If you’ve been around on the internet for any length of time, you’ll have probably heard about a site called Xtranormal, which converts text you enter into a simple little video starring cute animal characters. (If you haven’t heard of it, go and have a play there now, it’s fun.)

Tellagami is a new free iOS app that does something similar. I say “similar”, but the two are not in the same league. Tellagami is very simple, and its features limited. That doesn’t mean you can’t have fun with it, though.

The thing you create with Tellagami is called a “gami”. Yeah. You’re “telling” a “gami”, right? Geddit? Hmm.

Open it up and hit Create, and you’ll find yourself looking at a cartoon character in a room.

She's angry because the vending machine won't vend

She’s angry because the vending machine won’t vend

You can edit various aspects of everything you see. The animated character can be male or female, their hair and clothes come in a small variety of styles and colors, and the expression on their face is adjustable (although to me, all the expressions other than “neutral” look weird).

Your character stands in an environment, and there’s a selection of these to choose from too. Or you can take a photo and use that – here’s the Tellagami guy standing in my kitchen.

Tell gamis from wherever you are

Tell gamis from wherever you are

OK, once you’ve got everything looking the way you want it to, you can get to work on bringing it to life. You have two options: type some text for the character to speak, or record some audio. Either way, the idea is that your animated character’s mouth will move as your words are spoken out loud, using either an electronic voice or your own.

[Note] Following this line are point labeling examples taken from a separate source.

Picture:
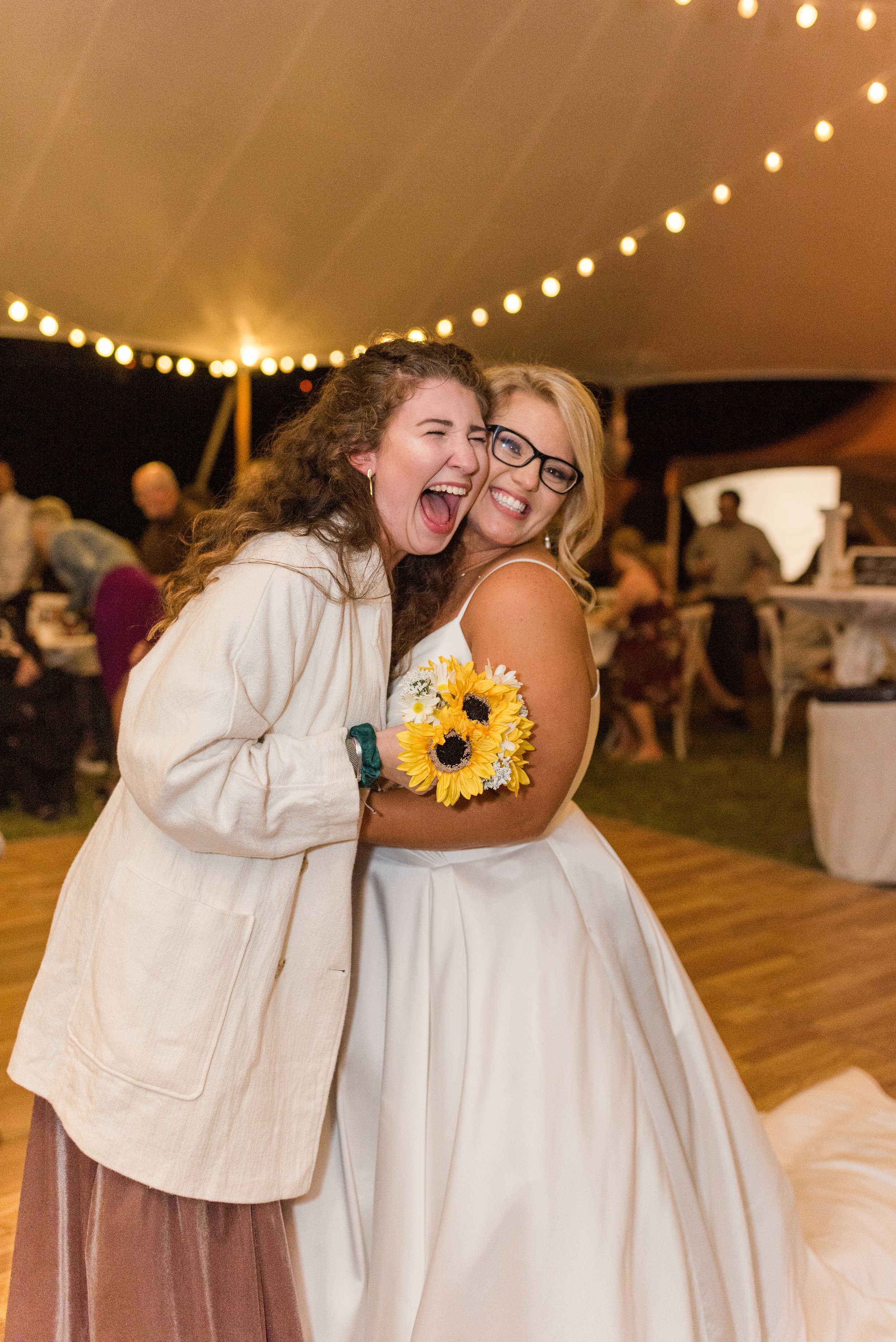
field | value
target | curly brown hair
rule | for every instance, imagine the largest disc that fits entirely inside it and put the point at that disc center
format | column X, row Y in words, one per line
column 308, row 482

Be warned: there are crashes here. I tried many times to get the audio recording function to work, but the app kept crashing after each attempt, usually as I was trying to preview what I’d recorded. I had better luck with typing my own text.

After you’ve previewed your gami, you can share it straight to your social networks, email or SMS it to someone, or save it as a video to your Camera Roll for further sharing elsewhere. The sharing has been nicely done – just a tap and off you go. If you share via SMS, your gami is uploaded to tellagami.com and you’re given a URL to send, like this one. It’s also nice to see no account sign-up requirement for Tellagami: open the app, start creating, and share your stuff. No need to hand over your email address or Facebook login details to anyone.

Despite the crashes, I’m going to give Tellagami a tentative thumbs-up. It’s not entirely my cup of tea, but then I’m a grumpy middle-aged Englishman and it really isn’t aimed at people like me. It’s aimed at my kids, at teenagers, at the millions of people who like to play with fun free apps on their phones. I don’t think I’ll have much use for it, but I suspect lots of other people will.